Tappan, Benjamin, Dd

Tappan, Benjamin, D.D.

a Congregational minister, tile son of the Rev. David Tappan, professor of divinity in Harvard College, and grandson of Benjamin Tappan, pastor in Manchester, Mass., was born at West Newbury, Mass., Nov. 7,1788. He graduated at Harvard College in 1805, spent some time teaching at Woburn and Salem, and in 1809 became tutor at Bowdoin College, Me., which position he held for two years. In 1811 he was ordained over the Church in Augusta, Me., and continued pastor until he assumed the secretaryship of the Maine Missionary Society in 1849. His death took place Dec. 22, 1863. His ministry was eminently useful, and few men occupy a more prominent place in the history of Congregationalism in Maine.
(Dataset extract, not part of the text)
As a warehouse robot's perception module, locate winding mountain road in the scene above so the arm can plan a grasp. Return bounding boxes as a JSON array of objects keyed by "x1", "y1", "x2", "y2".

He was vice-president of the board of Bowdoin College until his death, secretary of the Maine Missionary Society from 1849 to 1863, and trustee of Bangor Theological Seminary from 1825, of which he was a most liberal and steadfast friend, and a professorship in which he declined in 1829. Dr. Tappan was an immense worker, was noted for his hospitality and generosity, and his Christian character was one of beauty and strength. He was an effective preacher, and had a remarkable gift in prayer. Dr. Tappan was one of the pioneers in the temperance reform, preaching a sermon on the subject in 1813. Waterville College (now Colby University) conferred upon him the degree of D.D. in 1836, and Bowdoin in 1845. See Cong. Quarterly art. by his son Benjamin), 1865, p. 131-159.